Steven Gerrard had his midfield moments, but it was notable that after Lescott, struggling at centre back, had given the ball away, Gerrard allowed Konoplyanka simply to stride across him before beating Hart with that glorious right-footed shot. Overall, especially in the first half, the Ukrainians, with no evident need of the talismanic Andrei Shevchenko, who once played so superbly at Wembley for Dynamo Kiev, played far the more inventive, intelligent and technically assured football.

Not till the young Manchester United striker Danny Welbeck belatedly came on did England seem likely to save the game. And when he did, Hodgson initially had him marooned out on the left wing. Only when Welbeck showed the initiative to move into the middle did England regain a cutting edge. Welbeck proceeded to hit the post, then to gain the penalty from which Frank Lampard so breathlessly equalised.

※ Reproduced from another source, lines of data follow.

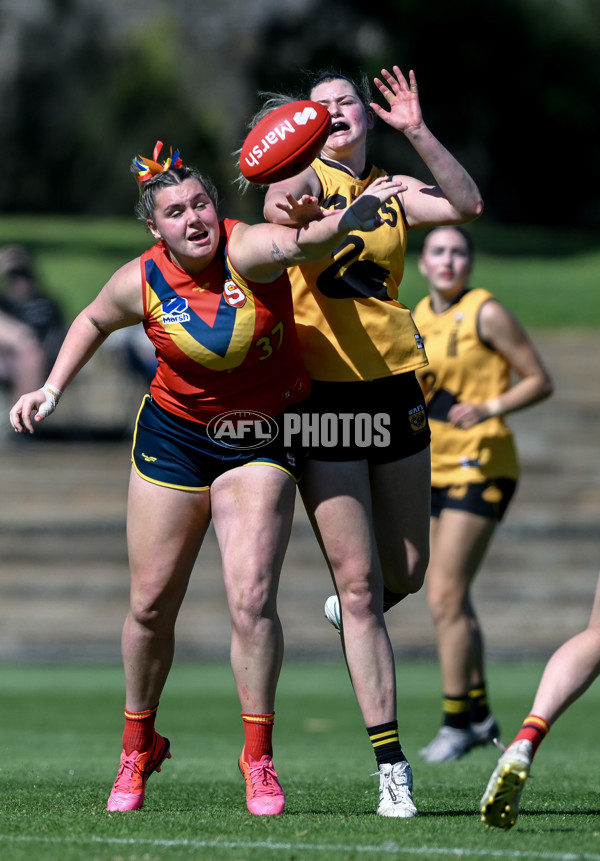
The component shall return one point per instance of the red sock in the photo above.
(534, 729)
(139, 730)
(258, 732)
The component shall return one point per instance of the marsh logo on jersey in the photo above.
(418, 418)
(175, 311)
(242, 429)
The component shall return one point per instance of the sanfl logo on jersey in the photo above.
(175, 310)
(234, 295)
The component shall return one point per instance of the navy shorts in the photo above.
(375, 420)
(487, 498)
(175, 452)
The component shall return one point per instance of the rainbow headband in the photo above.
(149, 167)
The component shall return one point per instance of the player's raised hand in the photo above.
(39, 404)
(301, 211)
(402, 97)
(364, 213)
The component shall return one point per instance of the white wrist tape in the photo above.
(52, 398)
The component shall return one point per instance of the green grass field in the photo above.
(548, 278)
(60, 743)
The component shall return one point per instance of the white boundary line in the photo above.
(382, 849)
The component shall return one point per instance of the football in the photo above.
(284, 142)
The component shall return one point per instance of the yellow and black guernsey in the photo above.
(463, 369)
(350, 323)
(222, 342)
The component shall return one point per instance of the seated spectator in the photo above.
(22, 299)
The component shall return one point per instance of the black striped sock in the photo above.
(386, 744)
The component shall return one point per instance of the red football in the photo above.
(284, 142)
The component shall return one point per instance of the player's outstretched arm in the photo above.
(118, 304)
(455, 199)
(262, 251)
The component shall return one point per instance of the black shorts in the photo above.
(375, 420)
(175, 452)
(487, 498)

Hodgson’s fear must now be however that, as in the case of all too many of his England squad, Welbeck may well find himself at Manchester United on the bench rather than on the field. United have a profusion of leading attackers, especially as they have now bought Robin Van Persie from Arsenal. And then there is Rooney.

Yes, may be Rooney, cordially praised by Hodgson after the Ukraine game and evidently in line to be welcomed back, but will he be worth it? Last summer in the EUROs Rooney played twice and looked mediocre in both games. True he scored the crucial goal against Ukraine, but that was a point blank header he could hardly miss, while in the first half, he had wasted an excellent chance, such as in former happier days he’d have happily put away without trouble.

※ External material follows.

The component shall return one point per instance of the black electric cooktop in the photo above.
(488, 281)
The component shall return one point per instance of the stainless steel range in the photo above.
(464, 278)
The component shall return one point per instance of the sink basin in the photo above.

He played only those two games as we know, because he was serving out a suspension, imposed for a petulant and all too typical foul while playing against Montenegro. Previously, in the 2006 World Cup, he had been expelled in the match against Portugal while in South Africa in 2010 his contribution had been negligible. It was surely significant that in the United home match against Fulham when he was badly injured he had started the game on the substitutes bench. Hodgson clearly has faith, but the operative word might rather be hope.

The return of John Terry and Ashley Cole, both missing against Ukraine, would surely and materially improve the defence. Lescott and Jagielka who once played inside one another at Everton were an unimpressive pair against Ukraine. Whatever Terry’s vicissitudes — and it does seem absurd of the FA to charge him with racial abuse of Anton Ferdinand when the magistrates court have absolved him — he dominates central defence and is a huge influence on his colleagues. Cole, his Chelsea team-mate, who defended him in court and is of course black himself, is a far more versatile and incisive player than Leighton Baines, who stood in for him against Ukraine.

The return from injury of Scott Parker in central midfield would give the defenders behind him an essential ally, capable of winning the ball, which Cleverley does not and Michael Carrick, proposed as an alternative, has not been recently impressive, even in Moldova. Then there is of course Gareth Barry, who is another capable of giving some solidity to an England midfield which found it hard to contain the Ukrainians.

But if Welbeck plays what of Jermain Defoe, who may or may not have scored a valid goal in the first half, when he was deployed as sole striker? When he and Welbeck were both on the field, the English attack looked effective. The general tendency to deploy one man bands upfront seems to me a doubtful and overcautious one, though goodness knows that England’s initial 4-5-1 formation scarcely looked watertight.

The teenaged Oxlade Chamberlain ran into too many blind alleys against Ukraine though his talent and promise are beyond doubt. It’s still hard to know why Hodgson ignored that natural winger, Aaron Lennon of Spurs.